En varios sitios de Guayaquil hay locales donde las personas realizan apuestas por Internet. Algunos de estos sitios cerraron en el 2011, cuando desaparecieron los casinos, mientras otras salas se mantienen en pie. “También -dice Mauricio Villacís, presidente de la Asociación de Extrabajadores de los Casinos del Ecuador- los ecuatorianos cruzan la frontera para jugar en Perú y Colombia, países que tienen ganancias millonarias al año por juegos de azar. Estimamos que Ecuador aporta unos 45 millones de dólares anuales al volumen de apuestas en esos países”.
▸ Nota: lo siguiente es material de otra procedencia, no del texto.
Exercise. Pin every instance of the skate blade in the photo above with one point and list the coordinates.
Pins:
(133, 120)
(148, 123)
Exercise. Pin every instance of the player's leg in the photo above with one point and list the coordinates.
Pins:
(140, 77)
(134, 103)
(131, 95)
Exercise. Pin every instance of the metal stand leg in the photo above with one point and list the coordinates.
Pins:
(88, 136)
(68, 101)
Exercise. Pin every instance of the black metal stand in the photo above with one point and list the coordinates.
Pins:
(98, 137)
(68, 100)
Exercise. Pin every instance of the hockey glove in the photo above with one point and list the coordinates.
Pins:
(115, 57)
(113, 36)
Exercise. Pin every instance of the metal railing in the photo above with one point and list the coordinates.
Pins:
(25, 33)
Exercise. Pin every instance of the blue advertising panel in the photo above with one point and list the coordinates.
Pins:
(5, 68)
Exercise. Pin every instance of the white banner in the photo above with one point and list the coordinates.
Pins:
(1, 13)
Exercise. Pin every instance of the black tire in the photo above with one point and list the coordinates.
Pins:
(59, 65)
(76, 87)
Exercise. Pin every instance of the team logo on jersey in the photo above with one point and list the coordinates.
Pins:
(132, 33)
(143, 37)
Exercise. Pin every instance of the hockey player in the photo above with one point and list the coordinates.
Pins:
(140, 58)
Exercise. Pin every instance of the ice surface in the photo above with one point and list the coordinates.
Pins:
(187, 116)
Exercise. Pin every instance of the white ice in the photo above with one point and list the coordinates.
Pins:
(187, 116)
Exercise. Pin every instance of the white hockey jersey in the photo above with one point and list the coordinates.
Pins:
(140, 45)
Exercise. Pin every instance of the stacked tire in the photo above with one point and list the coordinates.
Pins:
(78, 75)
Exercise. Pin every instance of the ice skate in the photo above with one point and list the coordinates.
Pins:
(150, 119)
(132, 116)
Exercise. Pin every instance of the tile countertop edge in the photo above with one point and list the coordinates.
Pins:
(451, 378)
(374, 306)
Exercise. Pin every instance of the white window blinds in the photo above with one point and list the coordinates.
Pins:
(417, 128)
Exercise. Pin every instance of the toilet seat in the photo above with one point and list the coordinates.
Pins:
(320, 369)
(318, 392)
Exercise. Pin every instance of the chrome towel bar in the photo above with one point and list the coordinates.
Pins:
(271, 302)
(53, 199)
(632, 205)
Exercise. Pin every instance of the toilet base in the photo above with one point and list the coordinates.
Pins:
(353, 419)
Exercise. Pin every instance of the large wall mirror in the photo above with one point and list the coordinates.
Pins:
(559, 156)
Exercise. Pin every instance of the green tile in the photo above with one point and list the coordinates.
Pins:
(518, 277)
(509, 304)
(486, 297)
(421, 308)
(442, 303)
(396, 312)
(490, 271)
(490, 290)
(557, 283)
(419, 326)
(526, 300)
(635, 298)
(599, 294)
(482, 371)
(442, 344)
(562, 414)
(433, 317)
El artículo 236 del Código Orgánico Integral Penal (Coip) sanciona con pena privativa de libertad de uno a tres años a quien “administre, ponga en funcionamiento o establezca casinos, salas de juego, casas de apuestas o negocios dedicados a la realización de juegos de azar”. Si simula que lo hace sin fines de lucro, la pena es de tres a cinco años. Pero no existe prohibición sobre los juegos o las apuestas que se hacen online, afirma Josué Dumani, quien fue intendente de Policía del Guayas hasta esta semana.
“En su momento hice la consulta sobre aquello a la Dirección de Control y Orden Público del Ministerio de Gobierno y me dijeron que no existe ley y que por eso no se actúa”, señala Dumani.
La mayoría de las casas de apuestas online operan desde el exterior, por lo que se requieren tarjetas de crédito o de débito para jugar.